As a member of the rugby community, I am immensely proud that our sport is vocal and active in supporting many campaigns for good. But what about gender equality? What role can rugby, and sport as a whole, play in changing male attitudes towards women?
When Sarah Everard was killed, my timeline was full of tweets from women sharing stories of fear and devastation. These were interspersed sporadically by a male journalist or rugby fan sharing a video of a try or a fulltime result. The difference was astounding and something I will never forget. That’s why I have been so utterly and deeply moved to see a very different reaction this time. Images of male teams from youth to senior observing moments of silence before their weekend fixtures and wearing black armbands litter my timeline. My male sporting heroes are using their platforms to share their condolences foremost along with their shock and sadness at this crime.
Peter O’ Mahony’s post-game interview after their big European Cup win in the south of France on Friday was dedicated almost entirely to paying respects to Ashling’s family and friends. I was incredibly proud and watched Peter’s speech in tears realising that the rugby community which I adore so much does really care.
Munster captain Peter O'Mahony has offered his condolences on behalf of the squad and everyone at Munster Rugby to the family & friends of Mary Immaculate College graduate Ashling Murphy following her tragic death on Wednesday.
RIP Ashling Murphy. pic.twitter.com/VzjhOYQyly
— Munster Rugby (@Munsterrugby) January 14, 2022
A sentiment resounds throughout this outpouring of grief for Ashling.: What next?
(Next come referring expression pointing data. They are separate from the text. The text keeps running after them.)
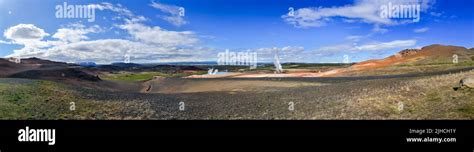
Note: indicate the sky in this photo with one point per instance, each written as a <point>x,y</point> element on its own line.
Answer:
<point>153,31</point>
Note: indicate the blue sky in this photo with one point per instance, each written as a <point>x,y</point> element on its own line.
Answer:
<point>155,31</point>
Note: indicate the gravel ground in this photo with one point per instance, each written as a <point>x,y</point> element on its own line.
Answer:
<point>332,101</point>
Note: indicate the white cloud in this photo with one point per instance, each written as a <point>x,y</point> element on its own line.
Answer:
<point>354,38</point>
<point>75,32</point>
<point>367,11</point>
<point>355,48</point>
<point>421,30</point>
<point>119,9</point>
<point>24,32</point>
<point>158,36</point>
<point>4,42</point>
<point>286,54</point>
<point>436,14</point>
<point>173,12</point>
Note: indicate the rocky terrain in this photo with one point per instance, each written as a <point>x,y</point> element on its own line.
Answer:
<point>404,86</point>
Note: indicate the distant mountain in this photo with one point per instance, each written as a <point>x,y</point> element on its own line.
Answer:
<point>432,54</point>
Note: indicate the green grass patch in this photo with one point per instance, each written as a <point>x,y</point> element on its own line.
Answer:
<point>45,100</point>
<point>144,76</point>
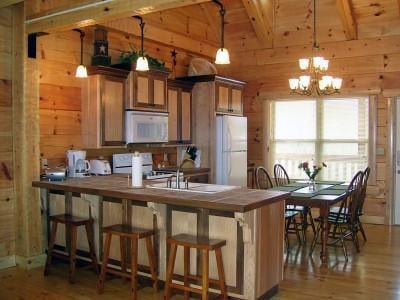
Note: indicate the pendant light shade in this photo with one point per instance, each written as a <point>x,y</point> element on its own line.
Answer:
<point>222,56</point>
<point>81,71</point>
<point>141,63</point>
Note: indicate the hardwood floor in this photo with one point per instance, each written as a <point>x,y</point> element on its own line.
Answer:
<point>372,274</point>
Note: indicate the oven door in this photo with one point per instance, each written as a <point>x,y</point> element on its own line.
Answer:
<point>146,127</point>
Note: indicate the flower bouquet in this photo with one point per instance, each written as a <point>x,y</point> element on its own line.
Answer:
<point>311,172</point>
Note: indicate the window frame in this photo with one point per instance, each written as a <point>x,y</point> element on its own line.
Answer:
<point>269,114</point>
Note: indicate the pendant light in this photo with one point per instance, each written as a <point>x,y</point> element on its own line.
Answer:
<point>81,71</point>
<point>141,64</point>
<point>222,57</point>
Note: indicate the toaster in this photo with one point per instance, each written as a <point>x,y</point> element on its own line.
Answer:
<point>100,167</point>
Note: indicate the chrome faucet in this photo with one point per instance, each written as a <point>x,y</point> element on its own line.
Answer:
<point>178,172</point>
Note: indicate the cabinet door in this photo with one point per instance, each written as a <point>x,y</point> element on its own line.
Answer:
<point>159,97</point>
<point>172,115</point>
<point>236,101</point>
<point>142,90</point>
<point>113,111</point>
<point>186,116</point>
<point>222,98</point>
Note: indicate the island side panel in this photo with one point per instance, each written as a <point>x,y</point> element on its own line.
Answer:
<point>270,224</point>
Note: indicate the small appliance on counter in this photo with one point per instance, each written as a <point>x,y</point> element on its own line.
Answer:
<point>78,166</point>
<point>122,163</point>
<point>54,174</point>
<point>100,167</point>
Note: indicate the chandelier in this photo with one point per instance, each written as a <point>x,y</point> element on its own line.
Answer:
<point>316,81</point>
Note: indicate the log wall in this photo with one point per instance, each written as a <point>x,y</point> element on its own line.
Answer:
<point>368,67</point>
<point>7,196</point>
<point>60,90</point>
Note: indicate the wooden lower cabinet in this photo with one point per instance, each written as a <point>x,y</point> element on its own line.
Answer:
<point>103,108</point>
<point>253,255</point>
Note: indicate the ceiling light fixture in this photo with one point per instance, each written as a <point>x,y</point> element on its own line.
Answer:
<point>317,82</point>
<point>141,63</point>
<point>81,71</point>
<point>222,57</point>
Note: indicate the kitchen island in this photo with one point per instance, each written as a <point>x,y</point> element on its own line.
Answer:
<point>251,221</point>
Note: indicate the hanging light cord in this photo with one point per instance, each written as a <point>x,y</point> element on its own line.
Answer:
<point>315,43</point>
<point>142,34</point>
<point>82,36</point>
<point>222,13</point>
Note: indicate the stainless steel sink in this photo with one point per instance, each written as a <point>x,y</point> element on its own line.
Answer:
<point>193,187</point>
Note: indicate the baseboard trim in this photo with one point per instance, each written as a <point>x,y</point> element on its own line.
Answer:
<point>7,262</point>
<point>373,220</point>
<point>30,262</point>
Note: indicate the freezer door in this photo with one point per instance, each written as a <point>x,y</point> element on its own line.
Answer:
<point>234,133</point>
<point>234,168</point>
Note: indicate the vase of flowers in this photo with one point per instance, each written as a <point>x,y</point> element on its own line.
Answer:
<point>311,172</point>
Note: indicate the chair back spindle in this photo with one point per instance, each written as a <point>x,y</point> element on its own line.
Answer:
<point>263,180</point>
<point>281,176</point>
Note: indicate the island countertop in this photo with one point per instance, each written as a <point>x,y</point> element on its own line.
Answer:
<point>116,186</point>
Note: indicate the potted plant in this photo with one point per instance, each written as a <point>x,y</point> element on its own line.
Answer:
<point>311,172</point>
<point>129,58</point>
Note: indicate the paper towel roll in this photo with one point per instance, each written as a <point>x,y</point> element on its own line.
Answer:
<point>137,172</point>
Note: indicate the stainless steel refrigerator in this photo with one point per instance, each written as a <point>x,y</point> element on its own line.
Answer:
<point>231,146</point>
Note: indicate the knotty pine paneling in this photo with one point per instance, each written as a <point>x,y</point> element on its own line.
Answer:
<point>368,66</point>
<point>7,230</point>
<point>60,91</point>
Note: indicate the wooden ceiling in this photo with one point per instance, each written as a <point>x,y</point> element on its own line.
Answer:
<point>258,24</point>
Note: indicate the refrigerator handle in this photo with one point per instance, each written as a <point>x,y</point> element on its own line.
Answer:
<point>229,143</point>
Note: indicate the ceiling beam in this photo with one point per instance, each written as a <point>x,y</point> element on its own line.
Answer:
<point>348,21</point>
<point>212,20</point>
<point>262,28</point>
<point>99,12</point>
<point>162,36</point>
<point>5,3</point>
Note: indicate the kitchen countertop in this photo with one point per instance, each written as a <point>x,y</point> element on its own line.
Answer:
<point>116,186</point>
<point>187,171</point>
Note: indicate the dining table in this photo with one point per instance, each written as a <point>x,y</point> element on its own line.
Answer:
<point>322,195</point>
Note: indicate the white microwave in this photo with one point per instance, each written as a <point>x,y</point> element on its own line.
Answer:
<point>146,127</point>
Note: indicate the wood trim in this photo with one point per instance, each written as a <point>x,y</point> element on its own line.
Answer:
<point>5,3</point>
<point>98,12</point>
<point>372,132</point>
<point>107,71</point>
<point>262,29</point>
<point>391,135</point>
<point>348,21</point>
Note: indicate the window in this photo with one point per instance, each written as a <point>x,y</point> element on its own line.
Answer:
<point>334,131</point>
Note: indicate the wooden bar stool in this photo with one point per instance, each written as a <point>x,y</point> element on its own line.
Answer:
<point>133,234</point>
<point>205,245</point>
<point>71,223</point>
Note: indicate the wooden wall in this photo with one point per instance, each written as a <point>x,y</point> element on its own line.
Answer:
<point>7,229</point>
<point>60,91</point>
<point>368,67</point>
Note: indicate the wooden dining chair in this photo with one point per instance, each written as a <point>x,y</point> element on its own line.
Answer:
<point>263,180</point>
<point>281,178</point>
<point>345,222</point>
<point>280,175</point>
<point>367,171</point>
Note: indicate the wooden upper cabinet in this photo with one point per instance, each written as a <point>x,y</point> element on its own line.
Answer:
<point>179,111</point>
<point>103,107</point>
<point>229,96</point>
<point>147,90</point>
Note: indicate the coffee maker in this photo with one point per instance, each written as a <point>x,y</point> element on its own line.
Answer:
<point>78,166</point>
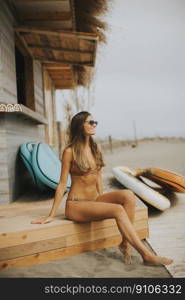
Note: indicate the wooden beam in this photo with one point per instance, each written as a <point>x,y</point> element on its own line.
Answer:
<point>30,1</point>
<point>24,43</point>
<point>67,51</point>
<point>47,59</point>
<point>60,33</point>
<point>44,16</point>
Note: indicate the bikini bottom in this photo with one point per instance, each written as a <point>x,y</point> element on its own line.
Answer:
<point>79,199</point>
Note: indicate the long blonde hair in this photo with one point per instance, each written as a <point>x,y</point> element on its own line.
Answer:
<point>77,142</point>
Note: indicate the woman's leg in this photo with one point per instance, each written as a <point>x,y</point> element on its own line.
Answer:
<point>85,211</point>
<point>127,199</point>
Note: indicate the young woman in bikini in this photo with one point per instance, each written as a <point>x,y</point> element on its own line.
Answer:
<point>86,201</point>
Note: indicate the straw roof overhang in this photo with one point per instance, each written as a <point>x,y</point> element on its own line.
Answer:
<point>59,46</point>
<point>78,18</point>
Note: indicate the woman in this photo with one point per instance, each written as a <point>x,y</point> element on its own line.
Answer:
<point>86,201</point>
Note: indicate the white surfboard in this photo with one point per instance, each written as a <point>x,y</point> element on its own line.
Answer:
<point>126,177</point>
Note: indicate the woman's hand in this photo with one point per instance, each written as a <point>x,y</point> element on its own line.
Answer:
<point>43,220</point>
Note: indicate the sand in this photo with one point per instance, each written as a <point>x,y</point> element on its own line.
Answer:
<point>108,262</point>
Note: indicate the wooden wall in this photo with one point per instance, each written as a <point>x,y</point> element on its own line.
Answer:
<point>15,129</point>
<point>8,93</point>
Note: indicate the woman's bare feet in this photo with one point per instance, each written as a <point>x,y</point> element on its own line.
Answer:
<point>155,260</point>
<point>126,250</point>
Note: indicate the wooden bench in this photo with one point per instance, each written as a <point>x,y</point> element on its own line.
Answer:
<point>26,244</point>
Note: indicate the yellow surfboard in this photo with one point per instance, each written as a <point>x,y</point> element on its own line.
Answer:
<point>174,181</point>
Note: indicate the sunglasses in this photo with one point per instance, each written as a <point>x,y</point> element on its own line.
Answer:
<point>92,122</point>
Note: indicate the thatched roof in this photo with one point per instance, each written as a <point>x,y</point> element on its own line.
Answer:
<point>88,19</point>
<point>67,15</point>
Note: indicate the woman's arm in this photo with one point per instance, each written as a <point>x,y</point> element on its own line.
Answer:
<point>99,183</point>
<point>61,187</point>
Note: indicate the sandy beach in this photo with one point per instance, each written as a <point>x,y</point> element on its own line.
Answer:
<point>168,154</point>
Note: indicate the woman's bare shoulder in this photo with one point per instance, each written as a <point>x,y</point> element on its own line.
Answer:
<point>67,153</point>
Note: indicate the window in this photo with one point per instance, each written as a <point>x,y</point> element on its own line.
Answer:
<point>24,76</point>
<point>20,77</point>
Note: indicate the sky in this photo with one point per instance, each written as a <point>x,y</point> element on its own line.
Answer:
<point>140,72</point>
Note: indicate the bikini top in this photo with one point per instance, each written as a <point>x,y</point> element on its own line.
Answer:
<point>76,171</point>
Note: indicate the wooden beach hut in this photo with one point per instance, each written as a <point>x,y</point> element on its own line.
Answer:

How do we address this? How do we fix such a big problem? How can men become better allies to women? I believe sport has to play massive role in this process. Here is an idea of where I think we can start.
Think of your local rugby club. It is not uncommon for players to sign up to a code of conduct at the beginning of a season. What if the men’s rugby teams actively committed to a code of conduct that vowed to be intolerant of casual sexism, misogyny, or any mistreatment of women? What if all players, coaches and staff would promise to their club that they would not be bystanders, facilitators, nor most importantly perpetrators of verbal or physical acts against women?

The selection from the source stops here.